Reputation: 133
According to RFC1951:
3.2.7. Compression with dynamic Huffman codes (BTYPE=10)
The Huffman codes for the two alphabets appear in the block
immediately after the header bits and before the actual
compressed data, first the literal/length code and then the
distance code. Each code is defined by a sequence of code
lengths, as discussed in Paragraph 3.2.2, above. For even
greater compactness, the code length sequences themselves are
compressed using a Huffman code.
I am really sorry but mostly what i understood is not from RFC1951 but from answers here. The statement above does not give a clear picture to a beginner or any visual context of what the data looks like.
I read that they are two trees from zlib's doc algorithm.txt:
Literals or match lengths are compressed with one Huffman tree, and
match distances are compressed with another tree. The trees are stored
in a compact form at the start of each block.
As we all can see that the later points out clearly than the RFC1951, Which brings the question.
What comes after (HCLEN+4)*3 bits?
I know that you add 4 to the decimal value of the 4 bits HCLEN then extract the exact total of that number from bit stream where each extract is 3 bit number (0 to 7) and Thanks M. Adler for clearing out how bits are read from right to left.

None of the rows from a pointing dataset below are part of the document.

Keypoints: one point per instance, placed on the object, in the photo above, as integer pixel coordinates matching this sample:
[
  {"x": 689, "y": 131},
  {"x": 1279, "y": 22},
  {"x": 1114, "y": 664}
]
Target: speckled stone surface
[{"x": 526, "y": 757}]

=====================================
bitstream data
_____________________________________
|17|57|????????
Where does the first tree end?
My goal is to identify why 2 inputs sharing a prefix aren't sharing a few bytes somewhere in the compressed stream. I know its because of the Block header but since dynamic blocks construct trees based on input data then something has to be identical in theory because it's encoding not hashing, so the headers themselves should have something similar like this:
raw block data at (19, 3)
Dynamic Huffman tree: length codes: 13, distances codes: 29, code_lengths_length: 16
lengths: [4, 0, 6, 4, 5, 4, 3, 3, 5, 6, 5, 2, 0, 0, 0, 0, 3, 5, 5]
raw block data at (19, 3)
Dynamic Huffman tree: length codes: 9, distances codes: 29, code_lengths_length: 16
lengths: [4, 0, 6, 5, 3, 3, 3, 3, 5, 6, 5, 3, 0, 0, 0, 0, 3, 5, 5]
raw block data at (20, 3)
Dynamic Huffman tree: length codes: 9, distances codes: 30, code_lengths_length: 16
lengths: [3, 0, 5, 0, 6, 3, 4, 5, 6, 6, 6, 2, 0, 0, 0, 0, 2, 5, 5]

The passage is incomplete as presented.